Partnership Interest Purchase Agreement (this “Agreement”) entered into as of January 7, 2008 by and among TURBO LNG LLC, a Delaware limited liability company (“Purchaser”), CONTANGO SUNDANCE, INC., a Delaware corporation (the “Company”) and OSAKA GAS CO., LTD., a joint stock corporation incorporated under the laws of Japan, as Guarantor.

W I T N E S S E T H

WHEREAS, the Company owns a ten percent (10%) limited partnership interest (“Freeport LNG Interest”) in Freeport LNG Development, LP (“Freeport”), a limited partnership engaged in developing a liquefied natural gas receiving and gasification terminal in Freeport, Texas (the “Project”);

WHEREAS, the Company desires to sell the Freeport LNG Interest to Purchaser, and Purchaser desires to purchase from the Company, the Freeport LNG Interest, subject to the terms and conditions set forth in this Agreement;

WHEREAS, the Guarantor wishes to guarantee certain obligations of the Purchaser as set forth in this Agreement;

WHEREAS, the Board of Directors of the Company deems it advisable and in the best interests of the stockholders to consummate the sale provided for herein;

WHEREAS, the Board of Directors of the Guarantor and Osaka Gas Freedom Energy Corp., the sole member of Purchaser, are expected to determine on or before January 30, 2008, whether they deem it advisable and in the best interests of the stockholders or the holders of the capital interest, as the case may be, to consummate the sale provided for herein;

WHEREAS, in furtherance thereof, the Board of Directors of the Company has approved this Agreement; and

WHEREAS, the Board of Directors of the Company has recommended to the stockholders of the Company the approval of this Agreement.

NOW THEREFORE, in consideration of the representations, warranties, covenants, promises and the mutual agreements contained herein, the Parties agree as follows:

ARTICLE I

PURCHASE AND SALE OF FREEPORT LNG INTEREST

1.1 Purchase and Sale of Freeport LNG Interest . Upon and subject to the terms and conditions of this Agreement, on the Closing Date the Company shall sell to Purchaser, and Purchaser shall purchase from the Company all right, title and interest of the Company in and to the Freeport LNG Interest.

 


1.2 Payment of Purchase Price . In consideration of the sale to Purchaser of the Freeport LNG Interest pursuant to Section 1.1 hereof, on the Closing Date Purchaser shall pay or cause to be paid to the Company an aggregate amount of Sixty-Eight Million United States Dollars (U.S.$68,000,000) (the “Purchase Price”) by wire transfer of immediately available funds denominated in U.S. Dollars or by such other means as agreed upon by the Company and Purchaser.

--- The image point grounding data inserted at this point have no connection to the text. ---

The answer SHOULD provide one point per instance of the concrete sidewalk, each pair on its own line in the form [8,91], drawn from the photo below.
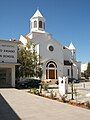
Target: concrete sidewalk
[26,106]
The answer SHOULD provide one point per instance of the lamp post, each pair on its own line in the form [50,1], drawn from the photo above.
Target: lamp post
[72,81]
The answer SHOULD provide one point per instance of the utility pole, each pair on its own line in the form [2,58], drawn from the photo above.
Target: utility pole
[72,81]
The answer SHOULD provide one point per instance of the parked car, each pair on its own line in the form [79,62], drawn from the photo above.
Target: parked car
[73,79]
[28,83]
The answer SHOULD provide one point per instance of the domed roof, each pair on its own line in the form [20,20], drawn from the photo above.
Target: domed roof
[37,14]
[71,46]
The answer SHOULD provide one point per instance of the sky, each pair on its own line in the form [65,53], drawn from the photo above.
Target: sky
[67,20]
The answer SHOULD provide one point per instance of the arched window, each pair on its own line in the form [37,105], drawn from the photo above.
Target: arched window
[51,70]
[40,24]
[35,24]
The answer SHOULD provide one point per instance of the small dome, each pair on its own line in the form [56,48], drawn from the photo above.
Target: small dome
[37,14]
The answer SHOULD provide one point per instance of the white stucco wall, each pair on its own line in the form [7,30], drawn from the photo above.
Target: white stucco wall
[45,40]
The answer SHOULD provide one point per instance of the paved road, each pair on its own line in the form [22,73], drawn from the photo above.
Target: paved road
[18,104]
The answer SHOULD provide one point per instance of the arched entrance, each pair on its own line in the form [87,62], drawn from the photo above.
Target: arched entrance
[51,70]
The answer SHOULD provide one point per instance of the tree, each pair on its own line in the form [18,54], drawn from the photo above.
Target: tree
[29,62]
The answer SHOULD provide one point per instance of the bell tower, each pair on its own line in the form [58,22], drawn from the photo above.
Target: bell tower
[73,50]
[37,22]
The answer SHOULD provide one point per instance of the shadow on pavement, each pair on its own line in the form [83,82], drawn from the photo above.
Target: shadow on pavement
[6,112]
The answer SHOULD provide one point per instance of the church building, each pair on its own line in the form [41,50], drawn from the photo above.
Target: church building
[57,59]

1.3 The Closing . The Closing shall take place at the offices of Morgan, Lewis & Bockius LLP, 1000 Louisiana Avenue, Suite 1300, Houston, Texas 77002, commencing at 9:00 a.m. local time on the Closing Date. The “Closing Date” shall be two (2) business days after the satisfaction or waiver of all of the conditions to the obligations of the Parties to consummate the transactions contemplated hereby (excluding the delivery at the Closing of any of the documents set forth in Article V ), or such other date as may be mutually acceptable to the Parties.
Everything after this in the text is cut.